Continuing the discussion, the measurements do not even need to be synchronous. In fact, they're not, we just like to pretend they are because it makes our code easier to read (but not necessarily faster nor more efficient). There's absolutely nothing wrong with a gyroscope that updates at 123Hz coupled with an accelerometer that feeds data in at 3.5kHz. All this can be handled directly by the filter, the mathematics do not care. The tuning does, but not the algorithm.

The way this happens is that there is a background loop that is constantly updating the state estimation. Always and forever, and without any input whatsoever from outside functions. It runs as its own RT task, and can even have the integration step size be constantly changing (within bounds, of course) to suit the current loads on the processor. Whenever a new measurement-- of any kind-- arrives, a flag is thrown and the filter knows to grab the most current state estimation. It applies the correction and then goes back to mindlessly integrating.

The control update itself happens at a fixed frequency, whatever is suitable for the actuators. If the ESCs are updating at 400Hz, then this would be the control update frequency. This actually leads to faster and mroe up-to-date control, as the processor does not spend time calculating a new state prediction before applying the update.

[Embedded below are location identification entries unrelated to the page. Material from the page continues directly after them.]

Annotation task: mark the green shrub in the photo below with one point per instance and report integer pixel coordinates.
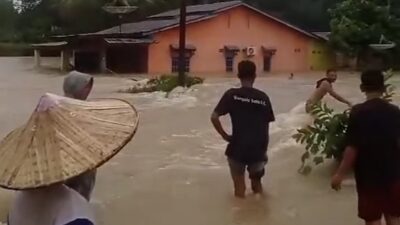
(164, 83)
(324, 139)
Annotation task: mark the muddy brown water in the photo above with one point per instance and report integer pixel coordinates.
(174, 171)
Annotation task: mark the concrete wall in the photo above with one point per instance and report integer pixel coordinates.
(241, 27)
(321, 56)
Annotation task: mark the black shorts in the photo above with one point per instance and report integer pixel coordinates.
(256, 170)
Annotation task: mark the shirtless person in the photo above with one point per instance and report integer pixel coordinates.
(324, 86)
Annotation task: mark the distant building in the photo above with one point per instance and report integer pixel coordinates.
(218, 37)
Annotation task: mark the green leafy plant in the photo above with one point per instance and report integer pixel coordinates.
(164, 83)
(324, 138)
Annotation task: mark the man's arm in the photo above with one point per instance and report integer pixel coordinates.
(218, 127)
(349, 158)
(328, 87)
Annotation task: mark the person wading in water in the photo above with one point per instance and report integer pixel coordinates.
(251, 112)
(78, 86)
(372, 151)
(324, 86)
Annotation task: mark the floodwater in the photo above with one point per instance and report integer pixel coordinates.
(174, 171)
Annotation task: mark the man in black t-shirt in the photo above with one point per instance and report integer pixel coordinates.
(251, 112)
(372, 141)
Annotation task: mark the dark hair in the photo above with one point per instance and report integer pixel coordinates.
(328, 71)
(372, 81)
(247, 70)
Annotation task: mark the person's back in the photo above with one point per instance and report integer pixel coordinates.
(55, 205)
(251, 112)
(372, 150)
(375, 132)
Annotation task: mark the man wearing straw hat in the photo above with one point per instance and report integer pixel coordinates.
(64, 138)
(78, 86)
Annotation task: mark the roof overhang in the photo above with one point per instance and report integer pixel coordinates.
(50, 45)
(127, 41)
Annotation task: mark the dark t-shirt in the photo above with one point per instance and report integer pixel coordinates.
(374, 128)
(251, 112)
(319, 83)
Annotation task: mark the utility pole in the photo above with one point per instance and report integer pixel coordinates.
(182, 45)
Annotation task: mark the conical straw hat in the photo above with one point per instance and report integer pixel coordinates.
(64, 138)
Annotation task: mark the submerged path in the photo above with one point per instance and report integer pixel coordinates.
(174, 172)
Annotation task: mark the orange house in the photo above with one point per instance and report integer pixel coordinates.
(218, 37)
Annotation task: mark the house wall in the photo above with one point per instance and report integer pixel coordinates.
(321, 56)
(239, 26)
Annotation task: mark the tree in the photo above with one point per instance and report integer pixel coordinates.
(356, 24)
(8, 16)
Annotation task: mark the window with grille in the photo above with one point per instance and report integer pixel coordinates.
(175, 64)
(229, 63)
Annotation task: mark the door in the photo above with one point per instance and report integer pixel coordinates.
(267, 63)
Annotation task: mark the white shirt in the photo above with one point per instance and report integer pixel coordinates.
(55, 205)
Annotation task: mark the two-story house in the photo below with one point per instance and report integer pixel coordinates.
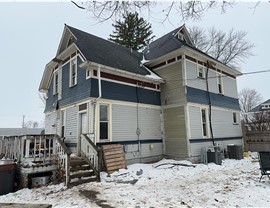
(171, 99)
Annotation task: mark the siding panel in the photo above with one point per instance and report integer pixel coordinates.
(175, 132)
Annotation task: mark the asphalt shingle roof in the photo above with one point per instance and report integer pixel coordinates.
(259, 107)
(108, 53)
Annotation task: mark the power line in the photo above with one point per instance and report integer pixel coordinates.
(214, 77)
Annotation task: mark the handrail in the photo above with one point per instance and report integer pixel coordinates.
(62, 144)
(92, 153)
(64, 157)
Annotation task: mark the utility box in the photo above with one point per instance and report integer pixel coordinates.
(235, 151)
(7, 176)
(214, 155)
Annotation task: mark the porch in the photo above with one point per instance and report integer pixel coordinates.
(39, 155)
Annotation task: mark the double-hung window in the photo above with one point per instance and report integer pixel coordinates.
(73, 73)
(201, 72)
(55, 82)
(104, 121)
(220, 84)
(235, 119)
(204, 122)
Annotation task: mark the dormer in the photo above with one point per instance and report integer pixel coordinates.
(183, 35)
(266, 106)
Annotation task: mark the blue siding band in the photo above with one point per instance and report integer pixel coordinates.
(201, 97)
(215, 139)
(116, 91)
(148, 141)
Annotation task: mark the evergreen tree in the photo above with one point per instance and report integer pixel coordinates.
(133, 32)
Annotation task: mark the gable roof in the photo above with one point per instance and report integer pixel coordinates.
(20, 131)
(107, 53)
(259, 107)
(171, 42)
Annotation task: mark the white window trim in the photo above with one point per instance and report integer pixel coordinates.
(73, 61)
(109, 122)
(220, 81)
(55, 88)
(236, 117)
(207, 122)
(203, 71)
(89, 73)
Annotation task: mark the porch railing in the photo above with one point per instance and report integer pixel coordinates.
(29, 148)
(91, 152)
(64, 157)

Obviously, different sensor data will affect different state estimates. In a Kalman Filter, this is trivially easy, and I believe is in many ways similar to the current ahrs.c code. So OP-AHRS really won't have a problem with this.

In a complementary filter, which you find in the OP-CC, there are a couple more nuances of how sensor data should affect state estimates that are loosely related, such as barometer data giving you a weak feedback on aircraft pitch, but even if we ignored these weak relations, we wouldn't be doing any worse than the current code. (Not to imply that it's bad. It's actually quite good. Rather, I'm establishing a floor for a worst-case scenario.)